In an ominous tone, he said, "Distasteful or not, it's time. They threw you at me. Well, I'll tell them all: I've caught you. Do you hear me? I've caught you."

Panic made her mouth go dry. She stared at him, unwilling to accept the meaning of his words. "I'm not a prize you've finally won," she whispered.

"No?" His lips twisted in the mockery of a smile. "But what are you then? A princess? A peeress? A fine lady whom I should court on bended knee? You're a fraud.
My
fraud. Your education—or rather
my
education—enlightens you, but not well enough. You seem unable to grasp the fact that you were born a bastard child, alone and penniless, who'd probably be dead by now without my tender mercies."

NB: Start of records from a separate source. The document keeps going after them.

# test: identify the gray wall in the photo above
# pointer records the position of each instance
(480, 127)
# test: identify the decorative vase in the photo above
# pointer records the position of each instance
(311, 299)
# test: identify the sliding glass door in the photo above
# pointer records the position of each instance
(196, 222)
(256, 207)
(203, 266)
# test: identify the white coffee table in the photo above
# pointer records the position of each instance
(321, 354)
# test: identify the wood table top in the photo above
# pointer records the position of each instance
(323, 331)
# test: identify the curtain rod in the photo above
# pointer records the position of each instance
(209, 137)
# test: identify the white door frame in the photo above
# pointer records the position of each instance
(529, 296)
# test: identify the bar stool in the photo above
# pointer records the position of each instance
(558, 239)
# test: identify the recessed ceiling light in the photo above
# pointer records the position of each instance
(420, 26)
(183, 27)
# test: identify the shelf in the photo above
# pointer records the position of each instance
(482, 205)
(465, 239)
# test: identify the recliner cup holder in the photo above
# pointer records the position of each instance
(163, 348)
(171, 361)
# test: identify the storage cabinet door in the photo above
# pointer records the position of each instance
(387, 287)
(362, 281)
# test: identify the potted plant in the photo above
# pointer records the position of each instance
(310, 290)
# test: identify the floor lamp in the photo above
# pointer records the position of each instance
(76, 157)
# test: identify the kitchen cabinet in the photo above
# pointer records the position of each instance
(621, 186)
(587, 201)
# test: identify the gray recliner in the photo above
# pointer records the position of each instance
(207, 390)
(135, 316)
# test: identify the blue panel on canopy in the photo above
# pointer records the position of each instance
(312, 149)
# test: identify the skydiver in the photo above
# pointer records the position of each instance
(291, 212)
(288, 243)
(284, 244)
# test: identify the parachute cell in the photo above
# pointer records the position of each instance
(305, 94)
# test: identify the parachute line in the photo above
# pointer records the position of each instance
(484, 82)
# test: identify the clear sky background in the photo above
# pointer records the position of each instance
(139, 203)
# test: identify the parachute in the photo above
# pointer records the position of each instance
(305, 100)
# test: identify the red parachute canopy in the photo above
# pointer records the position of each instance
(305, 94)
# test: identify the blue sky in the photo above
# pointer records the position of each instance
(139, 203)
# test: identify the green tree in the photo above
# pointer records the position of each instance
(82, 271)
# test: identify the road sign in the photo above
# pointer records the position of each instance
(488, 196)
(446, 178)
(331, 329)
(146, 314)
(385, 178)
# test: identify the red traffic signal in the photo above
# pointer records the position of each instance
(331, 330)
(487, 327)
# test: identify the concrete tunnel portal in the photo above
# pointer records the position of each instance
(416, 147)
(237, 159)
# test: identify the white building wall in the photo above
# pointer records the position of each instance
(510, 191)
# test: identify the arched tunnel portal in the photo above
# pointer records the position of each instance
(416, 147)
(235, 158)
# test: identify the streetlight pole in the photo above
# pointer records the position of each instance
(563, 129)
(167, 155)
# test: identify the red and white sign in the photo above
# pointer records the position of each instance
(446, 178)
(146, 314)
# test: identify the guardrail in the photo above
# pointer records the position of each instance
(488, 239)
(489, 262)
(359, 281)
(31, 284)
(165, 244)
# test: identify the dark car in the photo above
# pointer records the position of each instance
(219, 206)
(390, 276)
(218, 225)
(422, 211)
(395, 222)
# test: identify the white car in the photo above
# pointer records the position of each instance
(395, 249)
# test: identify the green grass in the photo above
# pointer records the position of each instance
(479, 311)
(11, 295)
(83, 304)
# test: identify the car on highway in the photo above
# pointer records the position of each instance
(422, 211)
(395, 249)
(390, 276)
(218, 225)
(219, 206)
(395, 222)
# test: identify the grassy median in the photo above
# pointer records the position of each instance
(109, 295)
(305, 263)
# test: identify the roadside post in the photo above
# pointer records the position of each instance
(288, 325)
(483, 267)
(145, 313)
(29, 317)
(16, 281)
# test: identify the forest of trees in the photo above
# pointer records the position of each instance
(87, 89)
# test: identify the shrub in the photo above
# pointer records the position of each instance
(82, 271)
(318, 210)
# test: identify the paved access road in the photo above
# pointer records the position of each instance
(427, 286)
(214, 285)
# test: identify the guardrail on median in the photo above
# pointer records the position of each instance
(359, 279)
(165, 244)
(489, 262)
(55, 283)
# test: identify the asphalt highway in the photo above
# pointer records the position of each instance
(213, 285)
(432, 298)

"Tender mercies," she accused softly. "Is that what you've shown me?"

A tiny glimmer of guilt flashed in his eyes but he seemed determined to ignore his better self. In a husky voice, he said, "Without me, you'd be digging the fields for praties... or worse. I'm your salvation and always have been. You fail to understand that."

"I understand everything too well, my lord. I've no delusions. How can I, when you've always seen to it that I be made brutally aware of my lowly circumstance?" Tears came unbidden to her eyes. "Fear not that you've
ever
mistaken me for a lady, for you haven't, but still I'm not your slave. You can't do with me as you wish. If you are my salvation, then I'll defy all those who would have me saved."

"But who's to stop me, Ravenna?" He calmly looked down into the black hole of the bottom of the staircase. "Your one mangy knight has fled. Your meager protection is gone." He looked back at her, his gaze burning. "Now it is time."

"I'll tell you only once: I want nothing of this and nothing of
you."

"Ah. 'Tis good to finally hear the words you should have told MacCumhal."

She released a moan and ground her fists into his chest. He took her waist in a viselike grip and again pushed her against the stair wall. With excruciating slowness, he lowered his head to hers.

"Don't do this." Her voice quavered with sorrow. "Don't take everything from me in the name of salvation because you fear a
geis
and want to prove it wrong."

His breath was hot on her temple. "I'm not afraid of a
geis.
The
geis
is only words and I damn them." Slowly he caressed her face, his own a dark shadow. "There's only one thing I have learned to fear in this world: It is the inevitable."

"And is this inevitable?" Her words choked on tears. He didn't answer her; he only stared.

The question bore down on her like a lead weight. She began to weep. No woman had ever wanted to be free of a man more than she did at that moment; nor had any woman desired one as intensely. With every insult that cut her, she longed for his approval that much more. Caught between desire and despair, she found herself trapped with only two choices: She could flee him now with a broken heart, or she could hand her heart to him and watch him break it.

The decision wrenched her very soul.

He waited in the silence for further protest, further struggle. None came. Slowly, relishing every touch, he lifted her chin and crushed his mouth over her parted lips.